Ethical Approval and Consent to Participate
This clinical trial was approved by the National Medical Products Administration (NMPA) of China in accordance with the Declaration of Helsinki (2013 Edition) 40 and relevant Chinese clinical trial research norms and regulations. The study centers should be qualified for systemic treatment of patients with mCRC. Written informed consent will be obtained from all patients enrolled in the trial. The study protocol (Date March 15, 2022, Version 2.1) was approved by the Human Research Ethics Committee of the Second Affiliated Hospital of the Zhejiang University School of Medicine(approval number: (2022) LSYD No. (257), approval date: 12/4/2022, location: Hangzhou China).
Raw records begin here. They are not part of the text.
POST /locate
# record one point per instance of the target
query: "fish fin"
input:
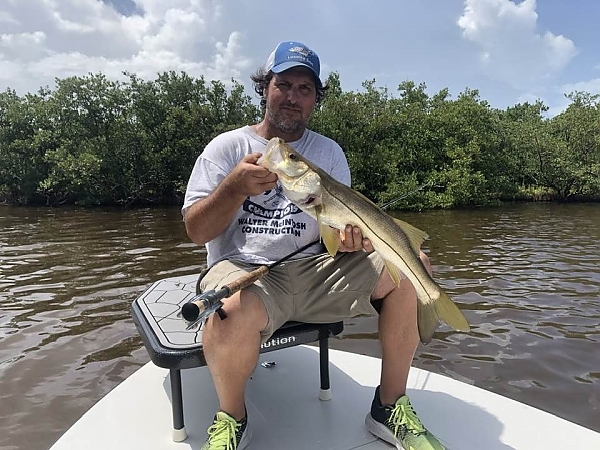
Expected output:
(330, 236)
(427, 321)
(394, 272)
(414, 235)
(447, 310)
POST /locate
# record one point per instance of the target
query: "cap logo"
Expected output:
(303, 51)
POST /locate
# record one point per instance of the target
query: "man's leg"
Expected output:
(398, 335)
(231, 348)
(392, 417)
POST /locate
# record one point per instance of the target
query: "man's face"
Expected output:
(291, 97)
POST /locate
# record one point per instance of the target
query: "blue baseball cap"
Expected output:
(290, 54)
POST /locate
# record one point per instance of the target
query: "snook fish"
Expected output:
(335, 205)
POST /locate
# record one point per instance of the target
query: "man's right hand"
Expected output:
(248, 178)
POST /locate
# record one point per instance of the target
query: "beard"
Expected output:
(283, 122)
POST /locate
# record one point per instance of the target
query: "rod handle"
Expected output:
(247, 279)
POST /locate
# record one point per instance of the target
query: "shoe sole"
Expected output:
(382, 432)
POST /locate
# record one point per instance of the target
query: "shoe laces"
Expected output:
(404, 417)
(222, 433)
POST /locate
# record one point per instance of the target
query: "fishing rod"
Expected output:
(204, 304)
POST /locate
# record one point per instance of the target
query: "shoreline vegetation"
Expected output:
(96, 142)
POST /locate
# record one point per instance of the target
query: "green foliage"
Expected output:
(93, 141)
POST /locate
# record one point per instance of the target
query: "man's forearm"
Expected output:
(209, 217)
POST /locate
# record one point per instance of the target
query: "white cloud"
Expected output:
(591, 86)
(46, 39)
(512, 49)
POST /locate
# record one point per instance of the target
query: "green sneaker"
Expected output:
(227, 434)
(399, 425)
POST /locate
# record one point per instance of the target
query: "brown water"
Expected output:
(527, 277)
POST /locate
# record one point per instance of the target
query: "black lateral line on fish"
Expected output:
(375, 208)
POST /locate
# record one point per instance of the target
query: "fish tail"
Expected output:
(449, 313)
(443, 308)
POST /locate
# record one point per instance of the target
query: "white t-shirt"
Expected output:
(268, 226)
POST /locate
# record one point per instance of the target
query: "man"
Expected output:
(235, 208)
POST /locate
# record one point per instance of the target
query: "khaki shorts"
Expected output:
(316, 289)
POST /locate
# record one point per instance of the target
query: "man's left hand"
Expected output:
(352, 240)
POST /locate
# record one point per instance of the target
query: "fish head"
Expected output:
(300, 182)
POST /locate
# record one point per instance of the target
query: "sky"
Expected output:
(511, 51)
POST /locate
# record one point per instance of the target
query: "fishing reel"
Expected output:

The study protocol was also approved by all other participant centers. The principal investigator or sponsor (as appropriate) must submit and, where necessary, obtain approval from the Institutional Review Board(s) and/or Independent Ethics Committee(s) at those centers for all subsequent protocol amendments and changes to the informed consent document. If required, the sponsor will also ensure that the implementation of substantial amendments to the protocol and other relevant study documents occurs only after approval by the relevant regulatory authorities. Central ethical approval has been obtained from the Human Ethics Committee of the Second Affiliated Hospital of the Zhejiang University School of Medicine. The trial has been registered at clinicaltrials.gov (registration date: April 2021, NCT04854668) with the title of “A study of anlotinib hydrochloride capsule combined with chemotherapy as first-line treatment in subjects with RAS/BRAF wild metastatic colorectal cancer.” All the patients enrolled in the trial will be required to provide written informed consent. The trial will not begin at a center until written approval has been obtained from the Institutional Review Board(s) and/or Independent Ethics Committee(s) at each center.
Supplemental Material
Supplemental material for this article is available online.